Thistle put up both eyebrows. Otter, Kestrel, and Cricket stood united in their silence. Mud dripped from them, incriminatingly.

“Do it without the tools, then,” said Thistle. She took the broken hoe from Kestrel; Otter and Cricket surrendered their digging sticks. “These come from the forest. Such things are not without cost.”

And off she strode.

The three of them watched her go.

“There are tales,” said Cricket, tugging on one ear, “of a woman who was never young. I think I now believe them.”

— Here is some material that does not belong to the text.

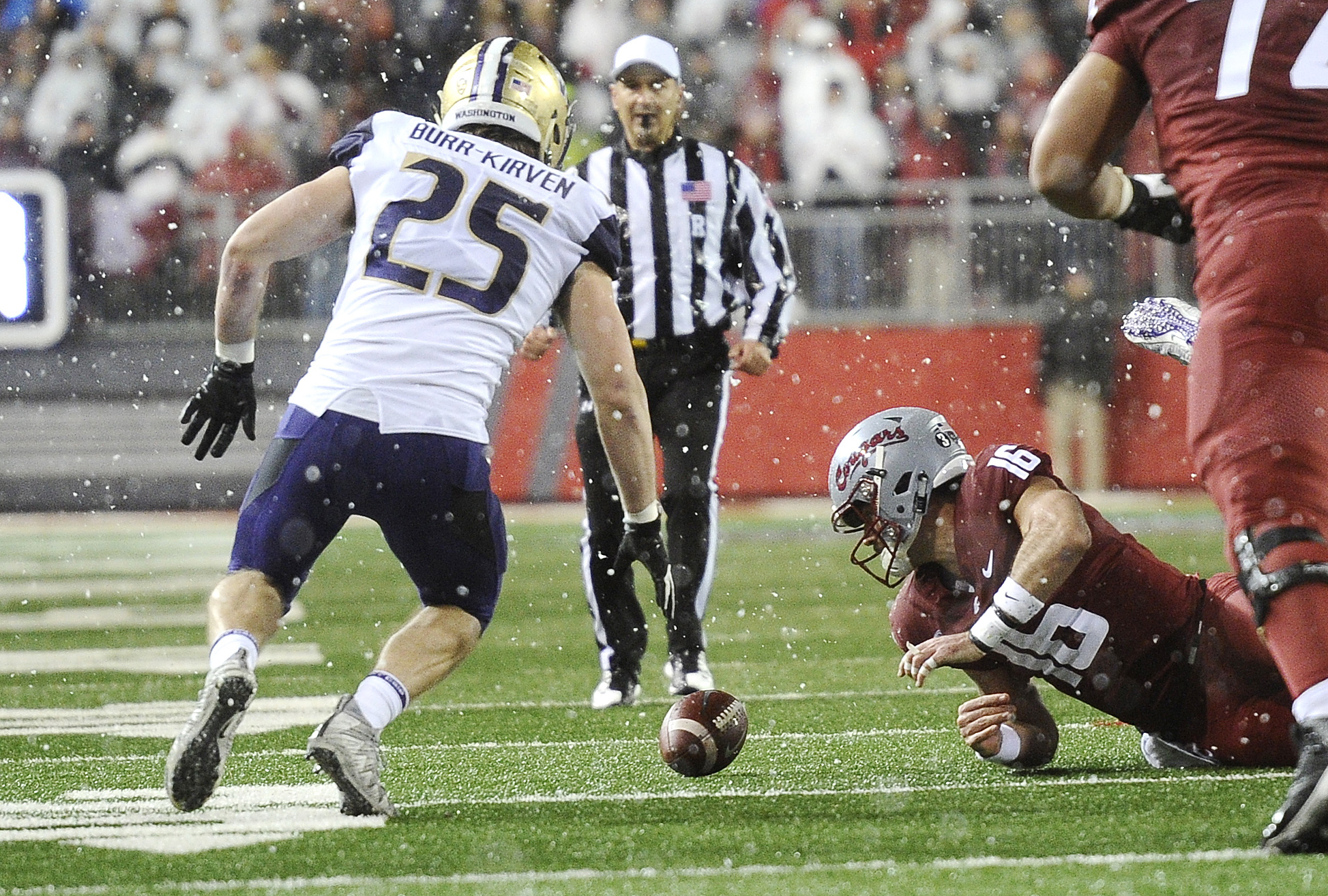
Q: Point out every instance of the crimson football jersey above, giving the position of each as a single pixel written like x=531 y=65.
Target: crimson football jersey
x=1241 y=96
x=1117 y=635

“Are there stories you do not believe?” asked Kestrel as they walked back into the squelching corn. “I didn’t know.”

Cricket was in love with storytelling. He’d been known to spin the wildest ones with a perfectly straight face.

“There’s one about a binder’s daughter,” said Cricket. “She tripped.”

Kestrel laughed her sweet and secret laugh, the one she used for them alone.

“It’s only a stick,” said Otter. She spun her yarn bracelets, making sure the mud hadn’t snagged them — a somewhat sulky gesture, in a place where yarn meant safety. Cornstalks, even the half-rotted ones of the end of winter, had a sullen grip on the earth. Clearing them without their digging sticks and rakes would not be easy. “A hoe is bit of wood and a bit of bone. How costly can it be?”

Experimentally, Otter tugged at a cornstalk. It didn’t budge. It was lifted on its little roots, standing above a small cage of shadow, and it looked fragile, but it was going nowhere without a fight. Otter braced her foot against the corn hill and pulled hard. The stalk, of course, gave way suddenly, and Otter stumbled backward.

Cricket caught her. “Clearly, Otter, you are growing into a woman of grace and power.”

“There is still mud to throw, Cricket.”

Kestrel was tugging at her own cornstalk, and she too was struggling. “I side with Otter,” she said. “Sticks” — tug — “are not” — tug — “so scarce.”

“Thistle is thinking only of your safety,” said Cricket. “I was planning a devastating surprise attack.”

Otter’s second stalk gave way then, and she fell again. The clots of earth tumbled down the little hill around her.